Going pregnant with such an idea, I started to read Physics.StackExchange. In this forum doesn't play a role that intensity pattern occurs behind every edge (in the contour of the geometrical shadow) and not only behind slits. Is it a possible point of view that behind a slit with a large enough distance between the edges of this slit occurs the same patterns like behind a single left edge and a single right edge - if we cut out the images of their intensity patterns and stick them together? I'm searching for arguments that this is not possible. This argumentation I need to contradict my idea about quantized field between photons and the surface electrons from one edge or the edges of single, double or multi slits.

That exists a well accepted and established theory about interference of EM radiation I know by myself, there is no need to talk about this fact. But I don't see a mistake in my explanation and need an argument to step away from my theory.

Beside the traditional point of view about interference of EM waves in the slits region even for single photons or electrons I found in the forum some evidence for the distribution pattern as a result of the quantized field of the interacting electrons from the edge(s): "... the electric field component perpendicular to the surface will be discontinuous, because there is electric field normal to the surface from bound surface charges...". This is an answer from @rob. Is this statement adoptable to my point of view?

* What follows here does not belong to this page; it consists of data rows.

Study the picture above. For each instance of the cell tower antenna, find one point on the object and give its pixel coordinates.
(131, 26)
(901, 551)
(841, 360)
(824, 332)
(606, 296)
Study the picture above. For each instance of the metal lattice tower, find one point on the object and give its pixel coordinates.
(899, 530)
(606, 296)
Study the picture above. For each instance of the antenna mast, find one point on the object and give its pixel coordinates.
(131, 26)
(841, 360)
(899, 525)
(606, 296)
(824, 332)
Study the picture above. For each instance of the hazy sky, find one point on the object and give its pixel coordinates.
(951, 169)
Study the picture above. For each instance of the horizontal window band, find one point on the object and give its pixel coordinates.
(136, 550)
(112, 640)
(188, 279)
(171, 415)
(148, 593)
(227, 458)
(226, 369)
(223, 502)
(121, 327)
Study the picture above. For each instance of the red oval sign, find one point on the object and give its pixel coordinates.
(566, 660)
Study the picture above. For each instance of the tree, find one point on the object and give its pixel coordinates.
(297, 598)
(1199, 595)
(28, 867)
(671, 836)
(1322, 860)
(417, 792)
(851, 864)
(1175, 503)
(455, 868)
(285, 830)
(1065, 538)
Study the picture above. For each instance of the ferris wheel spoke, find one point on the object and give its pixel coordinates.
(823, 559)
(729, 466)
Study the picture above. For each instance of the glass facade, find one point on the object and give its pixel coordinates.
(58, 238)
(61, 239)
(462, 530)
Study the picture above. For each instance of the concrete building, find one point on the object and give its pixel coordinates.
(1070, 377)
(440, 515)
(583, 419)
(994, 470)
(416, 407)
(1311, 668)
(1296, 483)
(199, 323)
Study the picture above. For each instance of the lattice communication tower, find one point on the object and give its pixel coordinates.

I see no way to put this in different questions and hope it will be accepted as one question.

Answer 1

@Holger Fiedler Hi,

Thanks for your comment on my answer here. Here I would like to say that I am an experimental physicist and working on the ultrashort coherent XUV radiation. I have first hand experience with the interference of XUV radiation using double slits.

Your question is very genuine. Long ago I have thought over this question for quite a some time. The first comment made by @John Rennie is very pertinent. He is absolutely right in his saying that the slit material plays no role in the diffraction. If you can make double slit of same width, same separation, same thickness (this is just a practical consideration because with thicker slits alignment of the slit become tedious), same edge roughness you will get same diffraction pattern with any material (be it paper, copper, aluminum, steel or wood). Note that last two requirements of roughness and thickness are not that stringent.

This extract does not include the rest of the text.